Every business has assets and needs to account for capital gains or losses on the disposal thereof. Although Capital Gains Tax (CGT) has been part of the South African Legislation since 2001, the calculation of CGT can still be challenging to taxpayers.

This webinar aims to improve the understanding of the basic mechanics of capital gains tax, as well as to an awareness of some of the more complex areas that need to be considered and applied when preparing or reviewing capital gains/losses in a year of assessment. 

By the end of this webinar participants will have a understanding of the basic capital gains tax and will be able to answer the following questions:

  • When is CGT triggered?
  • Where does CGT fit into the corporate tax calculation?
  • What is the process to calculate a taxable capital gain or assessed capital loss?
  • What are the building blocks of a basic CGT calculation?
  • Where do you disclose capital gains items on the ITR14 Tax Return?
  • What is the impact of CGT on your provisional tax estimates and payments?

 

The outline of this webinar is as follows:

Overview of CGT

We will introduce the basic principles of CGT including:

  • Who is liable for CGT.
  • When is CGT triggered.
  • Where CGT fits into the corporate income tax calculation.
  • The process of calculating the net capital gain or assessed capital loss.
  • Awareness of ring-fencing provisions applicable to capital losses.

 

Buildings blocks of CGT

In order to calculate a capital gain of loss, four elements have to be determined. The following will be discussed in more detail:

  1. Assets
  2. Disposals
  3. Proceeds (focusing on Para 35 of the Eighth Schedule)
  4. Base Costs (focusing on Para 20 of the Eighth Schedule)

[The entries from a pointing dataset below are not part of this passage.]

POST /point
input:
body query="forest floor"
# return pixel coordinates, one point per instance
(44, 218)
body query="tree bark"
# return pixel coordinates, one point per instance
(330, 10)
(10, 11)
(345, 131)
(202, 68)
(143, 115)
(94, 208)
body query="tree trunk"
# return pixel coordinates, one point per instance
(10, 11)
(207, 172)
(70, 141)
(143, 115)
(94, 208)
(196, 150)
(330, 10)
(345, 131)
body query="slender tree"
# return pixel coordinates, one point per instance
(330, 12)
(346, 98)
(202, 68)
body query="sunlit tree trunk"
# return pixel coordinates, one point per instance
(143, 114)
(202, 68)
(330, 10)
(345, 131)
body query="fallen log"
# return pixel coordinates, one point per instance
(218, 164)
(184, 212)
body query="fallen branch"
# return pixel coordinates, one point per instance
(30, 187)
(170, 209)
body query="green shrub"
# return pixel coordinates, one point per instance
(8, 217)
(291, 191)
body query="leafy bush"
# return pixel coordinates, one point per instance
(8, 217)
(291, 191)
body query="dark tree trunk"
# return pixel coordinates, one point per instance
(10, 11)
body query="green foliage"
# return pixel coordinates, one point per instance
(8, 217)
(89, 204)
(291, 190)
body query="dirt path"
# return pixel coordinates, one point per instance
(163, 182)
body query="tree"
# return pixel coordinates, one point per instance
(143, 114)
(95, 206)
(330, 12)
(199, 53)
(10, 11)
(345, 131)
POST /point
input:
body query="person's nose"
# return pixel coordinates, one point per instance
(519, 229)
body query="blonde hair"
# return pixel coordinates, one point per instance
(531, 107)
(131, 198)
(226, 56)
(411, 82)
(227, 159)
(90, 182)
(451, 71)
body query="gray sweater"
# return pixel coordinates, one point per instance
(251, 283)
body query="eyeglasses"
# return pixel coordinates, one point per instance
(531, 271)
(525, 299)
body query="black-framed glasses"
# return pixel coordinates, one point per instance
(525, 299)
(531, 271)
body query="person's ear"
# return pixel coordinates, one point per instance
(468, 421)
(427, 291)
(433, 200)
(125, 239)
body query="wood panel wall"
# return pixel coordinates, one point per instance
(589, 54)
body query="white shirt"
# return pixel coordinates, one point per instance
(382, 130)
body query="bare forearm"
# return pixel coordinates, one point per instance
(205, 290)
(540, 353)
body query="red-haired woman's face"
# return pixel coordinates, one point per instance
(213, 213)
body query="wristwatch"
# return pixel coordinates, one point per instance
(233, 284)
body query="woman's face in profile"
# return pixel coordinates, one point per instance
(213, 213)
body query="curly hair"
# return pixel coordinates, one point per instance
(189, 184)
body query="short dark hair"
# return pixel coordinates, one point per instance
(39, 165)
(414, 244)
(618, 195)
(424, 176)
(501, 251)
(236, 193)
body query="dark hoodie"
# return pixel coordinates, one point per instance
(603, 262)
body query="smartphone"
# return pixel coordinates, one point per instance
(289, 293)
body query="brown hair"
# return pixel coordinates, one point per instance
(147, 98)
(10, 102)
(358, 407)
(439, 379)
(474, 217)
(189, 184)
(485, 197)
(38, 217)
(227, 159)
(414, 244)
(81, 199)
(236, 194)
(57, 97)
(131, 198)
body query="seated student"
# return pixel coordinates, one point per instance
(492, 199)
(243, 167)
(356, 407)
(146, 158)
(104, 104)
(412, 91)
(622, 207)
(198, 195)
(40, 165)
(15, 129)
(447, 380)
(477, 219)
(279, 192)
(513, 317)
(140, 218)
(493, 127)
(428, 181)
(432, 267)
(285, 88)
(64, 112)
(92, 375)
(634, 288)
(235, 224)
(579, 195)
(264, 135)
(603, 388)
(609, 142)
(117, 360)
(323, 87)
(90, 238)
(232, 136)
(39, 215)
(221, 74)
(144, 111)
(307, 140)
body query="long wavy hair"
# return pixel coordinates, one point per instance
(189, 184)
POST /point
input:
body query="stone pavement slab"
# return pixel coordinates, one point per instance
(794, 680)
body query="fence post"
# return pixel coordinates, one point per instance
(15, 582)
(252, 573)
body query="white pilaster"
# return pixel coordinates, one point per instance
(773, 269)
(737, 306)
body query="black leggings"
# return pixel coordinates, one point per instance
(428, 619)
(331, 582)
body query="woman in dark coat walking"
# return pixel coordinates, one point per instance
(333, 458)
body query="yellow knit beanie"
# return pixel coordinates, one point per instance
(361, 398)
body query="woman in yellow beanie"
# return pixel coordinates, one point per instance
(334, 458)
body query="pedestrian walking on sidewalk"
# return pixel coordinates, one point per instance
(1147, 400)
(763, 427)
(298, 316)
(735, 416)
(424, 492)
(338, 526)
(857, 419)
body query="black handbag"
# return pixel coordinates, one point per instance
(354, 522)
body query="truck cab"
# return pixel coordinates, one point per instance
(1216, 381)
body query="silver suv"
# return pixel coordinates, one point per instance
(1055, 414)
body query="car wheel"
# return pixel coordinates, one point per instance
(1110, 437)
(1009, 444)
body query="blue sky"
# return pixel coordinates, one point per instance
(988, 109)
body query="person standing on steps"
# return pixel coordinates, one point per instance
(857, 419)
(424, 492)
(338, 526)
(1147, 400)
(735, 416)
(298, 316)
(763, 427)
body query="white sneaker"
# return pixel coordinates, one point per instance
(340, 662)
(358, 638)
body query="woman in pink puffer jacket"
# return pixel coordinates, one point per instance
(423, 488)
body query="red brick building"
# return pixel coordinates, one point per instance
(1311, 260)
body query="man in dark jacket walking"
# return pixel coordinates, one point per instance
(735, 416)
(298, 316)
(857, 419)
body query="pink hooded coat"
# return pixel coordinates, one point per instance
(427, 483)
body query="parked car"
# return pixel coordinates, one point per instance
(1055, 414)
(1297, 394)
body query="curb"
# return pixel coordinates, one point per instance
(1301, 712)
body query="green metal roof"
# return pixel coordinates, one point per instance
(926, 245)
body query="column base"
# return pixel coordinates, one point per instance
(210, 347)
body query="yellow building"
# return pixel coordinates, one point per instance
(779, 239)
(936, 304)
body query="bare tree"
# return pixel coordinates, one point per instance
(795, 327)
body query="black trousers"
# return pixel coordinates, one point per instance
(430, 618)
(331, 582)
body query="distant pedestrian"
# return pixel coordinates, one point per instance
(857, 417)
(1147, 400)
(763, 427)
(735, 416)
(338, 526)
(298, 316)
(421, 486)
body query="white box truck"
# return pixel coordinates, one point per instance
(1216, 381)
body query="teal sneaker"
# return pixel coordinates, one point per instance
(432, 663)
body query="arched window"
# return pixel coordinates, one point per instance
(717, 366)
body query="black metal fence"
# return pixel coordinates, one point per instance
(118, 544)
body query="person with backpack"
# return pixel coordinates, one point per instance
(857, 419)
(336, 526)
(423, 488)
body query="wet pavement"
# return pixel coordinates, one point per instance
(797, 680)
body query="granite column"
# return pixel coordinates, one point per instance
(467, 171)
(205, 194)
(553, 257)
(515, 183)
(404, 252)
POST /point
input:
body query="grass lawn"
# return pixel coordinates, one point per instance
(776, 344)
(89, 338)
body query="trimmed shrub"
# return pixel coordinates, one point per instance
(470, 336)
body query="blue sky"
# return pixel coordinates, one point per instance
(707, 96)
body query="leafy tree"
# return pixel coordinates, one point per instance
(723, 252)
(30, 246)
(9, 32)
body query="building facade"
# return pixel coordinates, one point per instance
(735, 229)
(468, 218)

Note: The webinar will not cover how to determine the base cost of pre-valuation date assets (i.e. assets acquired before 1 October 2011).

Roll-overs

This session covers the CGT principles that apply on the disposal or replacement of an allowance asset (paras 65 & 66).

Disclosure of CGT in ITR14

Disclosure requirements relating to the disclosure of capital gains / losses, including discussion of the treatment of foreign capital gains / losses will be dealt with.

CGT and provisional tax

Provisional taxpayers are required to make an estimate of their taxable income that will be derived for a year of assessment for the purposes of determining their first and second provisional tax payments. Are you aware of the rules which determine into which of these estimates capital gains needs to be included?

Note: The webinar will not cover the tax treatment of company distributions (i.e. dividends, contributed tax capital or return of capital. This will be covered in a webinar taking place later in the year.